2.2 Univariate analysis

Countplot

Count plot can be used to see the number of rows for a label for a categorical feature

In [None]:
# Let's see how many individual and dealer sellers are there
sns.countplot(data = df, x = 'seller_type')

Distribution plot

Distribution plot can plot the distribution of continous values. It helps in identifying the type of distribution for the feature

In [None]:
# Distribution plot for selling prices
sns.displot(data = df, x = 'selling_price')

2.2 Multivariate Analysis

Multiple variable exploratory analysis

Boxplot

In [None]:
# Box plot for 'owner' and 'selling_price'
sns.boxplot(x = df["owner"], y = df["selling_price"]);
plt.ylabel("Selling Price")
plt.xlabel("Owner")

Scatterplot

In [None]:
# Scatter plot for mileage and selling price with respect to fuel type

sns.scatterplot(x = df['mileage'], y = df['selling_price'], hue =df['fuel'])

Corelation Matrix

In [None]:
# Let's check out heatmap

plt.figure(figsize = (15, 8))
sns.heatmap(df.corr(), annot=True, cmap="coolwarm")

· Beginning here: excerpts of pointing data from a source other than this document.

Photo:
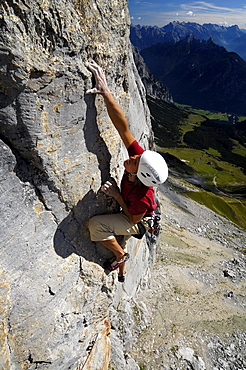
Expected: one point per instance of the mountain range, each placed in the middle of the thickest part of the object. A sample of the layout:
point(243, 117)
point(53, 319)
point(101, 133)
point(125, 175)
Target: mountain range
point(197, 71)
point(232, 38)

Currently, feature max_power and engine have shown strong correlation to selling price. However, the above graph does not include categorical features.

Label Encoding

Lets encode the labels for the present categorical featues

In [None]:
# Importing the LabelEncoder
from sklearn.preprocessing import LabelEncoder

le = LabelEncoder()

All the categorical features except 'owner' are label encoded through LabelEncoder class

In [None]:
# Loading the features into list
categorical_features = ['name', 'seller_type', 'fuel', 'transmission']

# Each feature in the list are label encoded 
for feature in categorical_features:
    df[feature] = le.fit_transform(df[feature])
    le.transform(le.classes_)

As the feature 'owner' has the requirement to assign custom encoding to each label, each label has mapped to the required encoding value.

In [None]:
mapping = {
    'First Owner': 1,
    'Second Owner': 2,
    'Third Owner': 3,
    'Fourth & Above Owner': 4,
    'Test Drive Car': 5
}

df['owner'] = df['owner'].map(lambda x : mapping[x])

# Removing the rows with Test Drive Car value
df = df[~df['owner'].isin([5])]

Now that all the categorical labels have been encoded into integer values, lets look into our current data

In [None]:
df.head()

Now the correlation matrix will display the values for these converted features as well

In [None]:
plt.figure(figsize = (15, 8))
sns.heatmap(df.corr(), annot=True, cmap="coolwarm")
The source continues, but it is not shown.